I believe that it is time that Australia cut its ties with the British monarchy. This does not mean that we deny our history or the important ties that still exist between Australian and British peoples; nor does it mean that the Queen is not honoured and respected for the monarch that she is and for the system of governance that she represents. What it does mean is that, in my view, it is high time that Australia stood apart from our British past. We are no longer a British colony; and to retain formal and constitutional ties as if we were still a colony is quite wrong. Australia, like the ACT, is a multicultural society. There are Australians and Canberrans from every corner of the world, and it is my view that our head of state should be drawn from our own multicultural Australian society rather than just from one British family.

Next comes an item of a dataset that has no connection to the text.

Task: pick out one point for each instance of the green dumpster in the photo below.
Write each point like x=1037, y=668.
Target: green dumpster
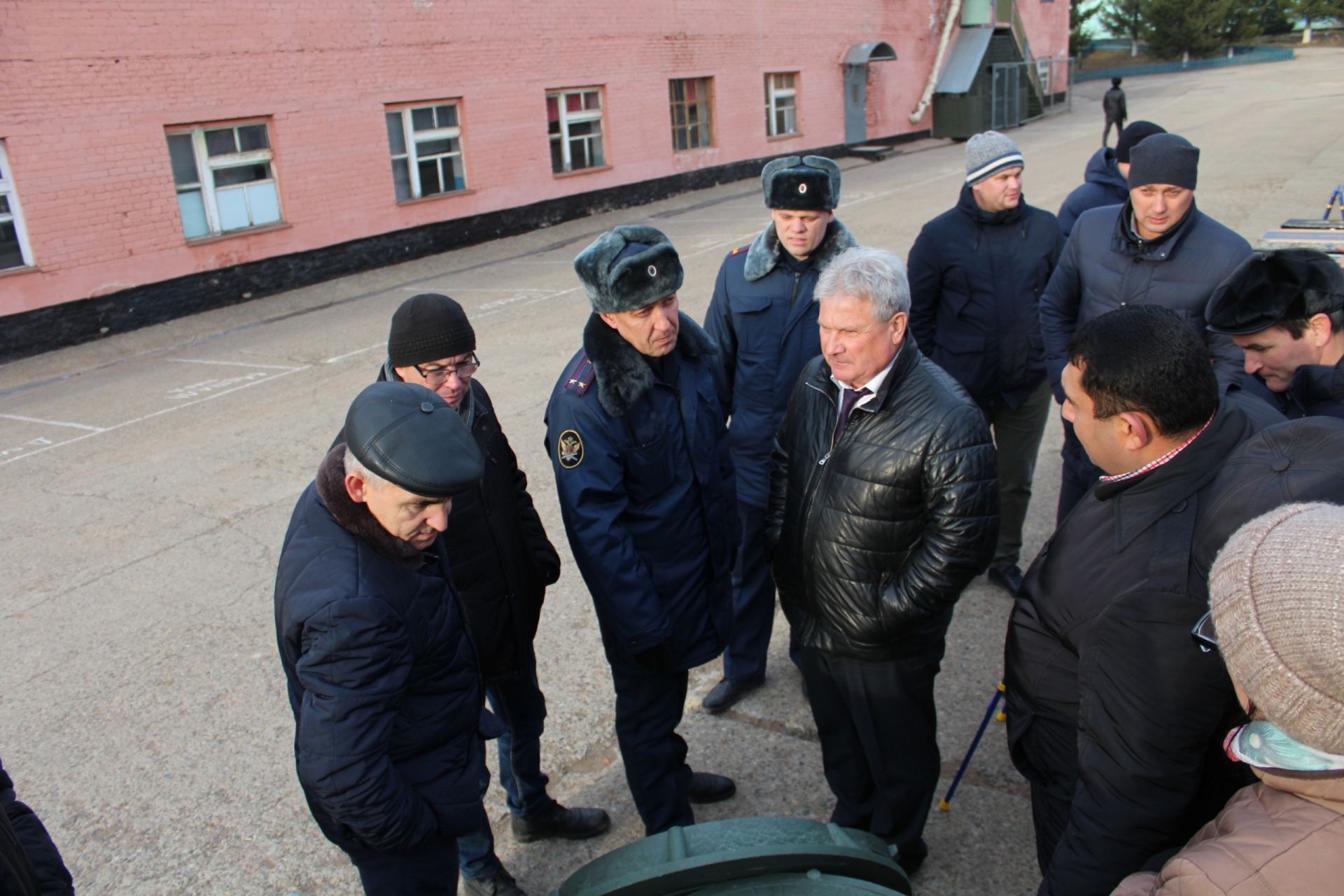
x=745, y=856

A further provision of the Bill that I have introduced is the requirement that oaths and affirmations by MLAs be made before the Chief Justice of the Supreme Court or a judge of the court authorised by the Chief Justice. Members may know that in some circumstances this task can currently be delegated, particularly to the Speaker of the Assembly. My view is that the swearing in of MLAs is always a matter of sufficient gravity to involve the Chief Justice or his delegated judge. It also ensures that, at least to some extent, the Assembly is less of a closed shop. It seems appropriate to me also that the Assembly take advantage of the authority and the dignity that the presence of the Chief Justice brings, at least at the outset of our Assembly career or at the commencement of a new term of the Assembly.

I believe that the Bill that I have tabled is timely; it prepares the way for the eventual reality of a future Australian republic; and it more accurately reflects the current constitutional reality of this Territory. I would ask members to search their own motivations for coming into this place, for taking up a career in politics by seeking election to the ACT Legislative Assembly. I think most members would honestly say that their motivation had very little to do with allegiance to Queen Elizabeth II. Even though they may feel strong allegiance to the Queen, the motivation for coming into a political career in this place is to serve the people of the Australian Capital Territory. I believe that the oath or affirmation that we make on embarking on that course should accurately reflect where our allegiance lies. I commend the Bill to the Assembly.

Debate (on motion by Mr Humphries) adjourned.